The system is trying to understand whether the game has started or not.
And who won in the end?
All data about low-level events (hitting the cue ball, position and collision of balls, falling into pockets) is sent to the module, which by their sequence determines that a foul or correct ball fall into the pocket, a transition or an end to the game has occurred. The unbiased module keeps score and announces the winner. Its peculiarity is that it works without any autocorrections and heuristics, just formally applying the rules of the game. The block with the rules can be completely replaced, which allows it to be adapted to the local tournament rules or used for processing other types of billiard games without significant intervention in the system.
As unmanned vehicles have not yet completely got rid of a test engineer in the cabin, who monitors safety, so our rule module allows external manual control via a web interface. Intervention may be required if the automatic system fails. In addition, manual input of data that is absent in the video stream is required: a novice player, special hits that are announced during a voice game, etc. One person can potentially watch several games at the same time.
How it works
After successfully launching and setting up the system, we not only began to receive the required data, but moreover we found a lot of interesting things. So, sometimes the judge, being at the table, cannot precisely determine whether the cue-ball hit the aiming ball or on the other side. At the same time, the objective view of our system allows us to see how the situation actually developed. In addition, the system collects a lot of useful information for further analysis that a person is simply not able to determine and transmit in real time: the position and speed of the balls, the parameters of the cue strikes by each of the players.

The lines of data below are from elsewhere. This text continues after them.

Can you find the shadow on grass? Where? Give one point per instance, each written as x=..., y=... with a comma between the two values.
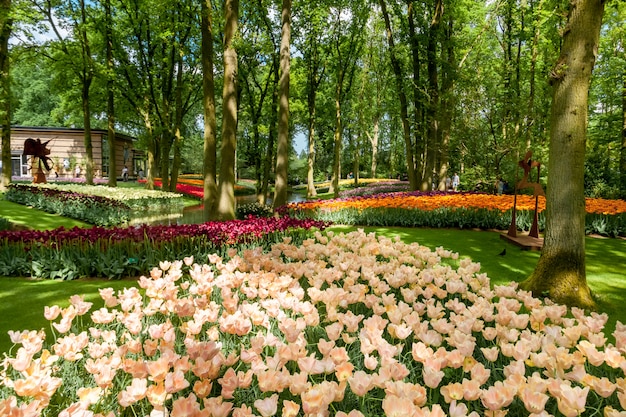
x=605, y=258
x=23, y=301
x=30, y=218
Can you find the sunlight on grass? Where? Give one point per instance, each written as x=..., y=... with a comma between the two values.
x=35, y=219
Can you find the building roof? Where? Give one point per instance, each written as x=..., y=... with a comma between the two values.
x=70, y=130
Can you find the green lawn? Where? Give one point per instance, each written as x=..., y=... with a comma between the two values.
x=23, y=300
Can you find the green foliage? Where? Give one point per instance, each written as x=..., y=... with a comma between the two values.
x=98, y=205
x=461, y=218
x=98, y=211
x=255, y=209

Currently, the system works and is used by the bookmaker. In the future it is planned to improve the system, including adding automatic identification of players, automatic determination of the results of the first strike.
Technical visualization of how the system works. The ball near the “Cue ball” refers to which first ball the cue ball faced; “State” - the state of the system: there may be a “wait” - until the player has hit and “play” - while the balls are in motion; “Player” is the current player; the numbers around the balls indicate the velocity in cm / s.